Corel Happy To Step Into Microsoft's Shoes

When you think Corel, you think of its famous visual software -- CorelDraw, Corel PHOTO-PAINT and Corel's HoTMetaL PRO -- but after Wednesday, the company might just be as well-known in the office suite application arena with the launch of a new licensing program tailored-made to strike at the heart of Microsoft Corp. and its wildly-unpopular Software Assurance program.

Wednesday is the last day for users to buy software from the Redmond, Wash., giant and not fall under the new licensing scheme, which charges an annual fee for upgrades in the software application bought.

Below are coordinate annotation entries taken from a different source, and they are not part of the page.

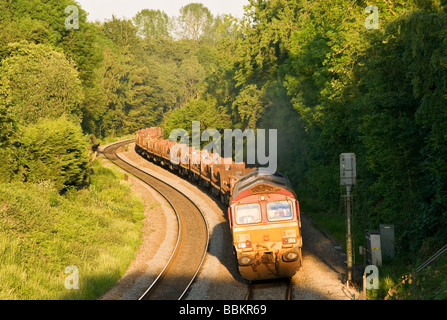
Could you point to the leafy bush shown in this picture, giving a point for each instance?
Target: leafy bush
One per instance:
(54, 150)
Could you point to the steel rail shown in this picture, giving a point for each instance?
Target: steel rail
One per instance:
(144, 176)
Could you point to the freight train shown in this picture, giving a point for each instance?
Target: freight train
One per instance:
(263, 211)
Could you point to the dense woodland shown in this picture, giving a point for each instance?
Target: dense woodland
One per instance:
(310, 69)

Companies around the U.S. have expressed their displeasure over the new licensing strategy, which Microsoft executives hope will bring in consistent revenue to the company coffers. According to an internetnews.com survey, 63 percent of those who responded said they were already evaluating a non-Microsoft alternative.

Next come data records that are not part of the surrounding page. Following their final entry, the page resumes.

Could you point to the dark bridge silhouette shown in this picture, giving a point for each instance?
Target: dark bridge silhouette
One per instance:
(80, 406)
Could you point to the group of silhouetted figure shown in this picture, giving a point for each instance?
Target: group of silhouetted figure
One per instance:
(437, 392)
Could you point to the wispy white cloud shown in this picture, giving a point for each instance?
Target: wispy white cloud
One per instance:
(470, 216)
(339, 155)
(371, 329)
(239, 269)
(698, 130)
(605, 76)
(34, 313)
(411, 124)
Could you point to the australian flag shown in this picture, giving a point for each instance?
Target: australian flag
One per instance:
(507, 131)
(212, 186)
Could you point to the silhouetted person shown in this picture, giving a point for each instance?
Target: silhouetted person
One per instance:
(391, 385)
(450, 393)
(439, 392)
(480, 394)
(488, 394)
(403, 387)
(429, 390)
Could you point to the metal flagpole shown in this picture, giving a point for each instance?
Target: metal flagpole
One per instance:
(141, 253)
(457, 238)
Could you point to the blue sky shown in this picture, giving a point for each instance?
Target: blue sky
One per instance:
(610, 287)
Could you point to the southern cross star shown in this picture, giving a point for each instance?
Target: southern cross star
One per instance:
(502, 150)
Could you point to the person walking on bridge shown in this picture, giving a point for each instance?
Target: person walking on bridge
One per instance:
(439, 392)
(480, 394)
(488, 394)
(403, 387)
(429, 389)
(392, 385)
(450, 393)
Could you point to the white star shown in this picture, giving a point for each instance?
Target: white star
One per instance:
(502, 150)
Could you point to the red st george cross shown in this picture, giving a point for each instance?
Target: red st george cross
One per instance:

Corel Corp. hopes businesses owners and technology officers will look at its WordPerfect suite of applications, which provides Microsoft Office-comparable and -compatible applications.

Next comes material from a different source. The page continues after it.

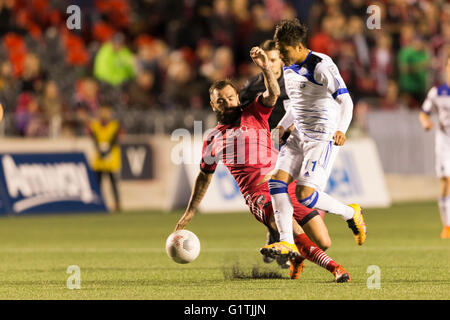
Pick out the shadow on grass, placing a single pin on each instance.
(257, 272)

The new licensing agreement doesn't have volume commitments and, more importantly, doesn't require an annual fee to upgrade. The Corel Transactional License option starts Thursday, the same day Microsoft's Software Assurance program launches.

The new licensing deal applies across the Corel product line, but is pitched with an eye toward Microsoft and its customers, said Gary Klembara, Corel executive vice president of sales.

"The purpose of this promotion is to reach out to Microsoft customers who are dissatisfied with Microsoft's enterprise agreement and offer them an alternative with terms we are confident they will appreciate," he said.

Like Microsoft Office, it has the business essentials: word processor, spreadsheet program, presentation program that uses Macromedia Flash for Web-based presentations, address book and e-mail client. Though it doesn't sport a database program, it features a .pdf creator and opens up Microsoft documents.

A price comparison weighs heavily in Corel's corner, too. At AtomicPark.com, Corel WordPerfect Office 2002 Standard edition runs $280 for the full version, a $92 difference from Microsoft's Office XP 2002 Standard edition.

The trick now for Corel executives is taking a bite out of Microsoft Office's 90 percent marketshare. Until the past year, Microsoft was relatively alone in the business suite application department.

Increasing displeasure over the high cost of software and the high number of software bugs has prompted other companies to step up development of a competitive product, companies like Lindows.com (a Windows-Linux hybrid) and the free OpenOffice.org (a free derivative of Sun Microsystem's once-free StarOffice).